To give you an idea…for the wildebeest river crossing (photo below), we waited on and off for nearly six hours! During that time, we would sometimes go and look at other animals, but we never strayed far from the river. We had seen smaller crossings while we were there, but this crossing was on a completely different scale with thousands of wildebeest all crossing at once. The crossing was a huge bucket list item for me, and I am SOOO glad that I had the patience to wait it out. Even if you impatient like me, remember that patience is one of the most important African safari travel tips.

wildebeest migration in Northern Serengeti, Tanzania
Great Migration Wildebeest Crossing

19. Communicate with Your Guide

When on safari, don’t hesitate to ask your guide plenty of questions. They are a wealth of information and have quite literally studied for years to become a guide. However, it’s important to be mindful of your surroundings and respect the environment. You do not want to be “that person” who disrupts the tranquility by loudly calling out or making unnecessary noise at inopportune times. Instead, observe quietly and engage with your guide at appropriate moments.

Aside from learning from your guide, you also need to respect your guide and follow all safety rules. Respecting the instructions of your guide ensures that you navigate the safari experience in a way that minimizes potential risks. Safari guides are well-versed in reading animal behavior and will maintain a safe distance to ensure that the animals’ natural behavior is not disturbed while still working to provide you the best safari experience possible. Remember that we are guests and need to respect both the animals and their environment.

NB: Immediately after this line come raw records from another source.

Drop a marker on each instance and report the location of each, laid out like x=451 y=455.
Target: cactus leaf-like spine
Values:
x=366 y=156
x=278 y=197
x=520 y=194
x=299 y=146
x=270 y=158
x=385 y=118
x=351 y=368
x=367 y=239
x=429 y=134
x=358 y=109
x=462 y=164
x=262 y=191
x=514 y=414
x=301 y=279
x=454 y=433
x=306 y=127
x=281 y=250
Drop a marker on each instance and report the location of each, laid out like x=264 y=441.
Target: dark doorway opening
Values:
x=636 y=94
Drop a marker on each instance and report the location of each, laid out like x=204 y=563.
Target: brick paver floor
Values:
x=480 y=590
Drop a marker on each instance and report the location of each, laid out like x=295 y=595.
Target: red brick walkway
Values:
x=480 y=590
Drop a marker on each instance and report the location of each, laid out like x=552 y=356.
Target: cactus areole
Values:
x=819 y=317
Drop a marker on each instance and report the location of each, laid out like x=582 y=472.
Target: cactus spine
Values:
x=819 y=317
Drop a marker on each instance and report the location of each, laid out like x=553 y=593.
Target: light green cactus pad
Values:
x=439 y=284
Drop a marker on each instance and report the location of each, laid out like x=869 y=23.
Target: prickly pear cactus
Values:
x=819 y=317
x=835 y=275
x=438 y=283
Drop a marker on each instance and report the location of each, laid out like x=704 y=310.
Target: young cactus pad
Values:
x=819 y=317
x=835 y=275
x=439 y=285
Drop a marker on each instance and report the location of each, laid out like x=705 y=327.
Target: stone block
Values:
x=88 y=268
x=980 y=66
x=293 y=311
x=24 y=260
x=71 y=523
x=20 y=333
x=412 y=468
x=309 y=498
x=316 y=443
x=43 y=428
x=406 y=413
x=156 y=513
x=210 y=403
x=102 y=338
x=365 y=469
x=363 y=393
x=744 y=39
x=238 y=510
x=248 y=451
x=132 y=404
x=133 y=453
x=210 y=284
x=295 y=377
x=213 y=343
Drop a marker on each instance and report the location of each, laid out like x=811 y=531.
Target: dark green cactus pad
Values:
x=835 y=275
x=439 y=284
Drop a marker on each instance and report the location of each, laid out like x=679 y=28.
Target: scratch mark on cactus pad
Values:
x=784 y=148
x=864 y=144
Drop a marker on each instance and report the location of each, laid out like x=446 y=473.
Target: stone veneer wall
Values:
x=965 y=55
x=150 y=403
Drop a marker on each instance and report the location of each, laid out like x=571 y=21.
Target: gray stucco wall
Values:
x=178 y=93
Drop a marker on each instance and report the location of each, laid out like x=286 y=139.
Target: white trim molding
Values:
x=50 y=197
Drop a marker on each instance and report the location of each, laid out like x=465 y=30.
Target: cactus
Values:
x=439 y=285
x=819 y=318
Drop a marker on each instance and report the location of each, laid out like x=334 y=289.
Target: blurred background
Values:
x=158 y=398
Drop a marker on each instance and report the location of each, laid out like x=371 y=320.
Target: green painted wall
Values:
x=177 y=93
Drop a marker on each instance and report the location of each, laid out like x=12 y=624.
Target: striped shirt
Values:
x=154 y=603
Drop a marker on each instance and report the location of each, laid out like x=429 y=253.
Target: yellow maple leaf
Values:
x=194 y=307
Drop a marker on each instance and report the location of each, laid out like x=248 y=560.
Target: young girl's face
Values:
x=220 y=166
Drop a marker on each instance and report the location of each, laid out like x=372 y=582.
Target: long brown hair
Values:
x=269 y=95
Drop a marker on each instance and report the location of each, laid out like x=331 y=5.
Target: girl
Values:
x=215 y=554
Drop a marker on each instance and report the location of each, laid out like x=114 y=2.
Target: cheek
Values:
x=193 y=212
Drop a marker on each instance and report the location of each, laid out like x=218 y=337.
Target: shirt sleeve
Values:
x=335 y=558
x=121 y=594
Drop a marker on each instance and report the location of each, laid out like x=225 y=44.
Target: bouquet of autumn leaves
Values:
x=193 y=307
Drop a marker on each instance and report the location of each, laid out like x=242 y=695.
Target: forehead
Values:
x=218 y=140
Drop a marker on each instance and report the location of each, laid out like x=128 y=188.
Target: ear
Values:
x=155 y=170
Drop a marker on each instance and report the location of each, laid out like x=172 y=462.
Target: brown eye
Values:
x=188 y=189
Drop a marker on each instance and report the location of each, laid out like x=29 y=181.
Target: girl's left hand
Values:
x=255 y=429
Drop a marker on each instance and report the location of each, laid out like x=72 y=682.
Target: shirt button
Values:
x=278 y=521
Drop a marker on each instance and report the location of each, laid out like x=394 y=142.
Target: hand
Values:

hippo with birds on its back on the banks of the Mara River in the Serengeti in Tanzania

20. Bring Cash for Tips

The last of your African safari travel tips is to bring plenty of cash to tip! Tipping on safari is an important aspect, as it helps show appreciation for the exceptional service provided by the staff. While tipping practices can vary between countries and lodges, it’s highly recommended to have some cash on hand to tip the guides, drivers, porters, camp staff, etc. Based on your destination and level of stay, I’d look into tipping suggestions to ensure you’re offering an appropriate amount. Remember, tipping is not mandatory, but it’s a gesture of gratitude that can make a positive impact on the hardworking individuals who make your safari experience truly remarkable.

That wraps up my top 20 African safari travel tips for first-timers. With these African safari travel tips in mind, you’ll be well-prepared to make the most of your adventure. From choosing the right time to go, packing the essentials, and embracing the thrill of wildlife encounters, your journey into the wild promises unforgettable moments and treasured memories. Remember, being a first-timer is an opportunity to embrace the unknown and let the wonders of the safari unfold before your eyes. Happy safari-ing!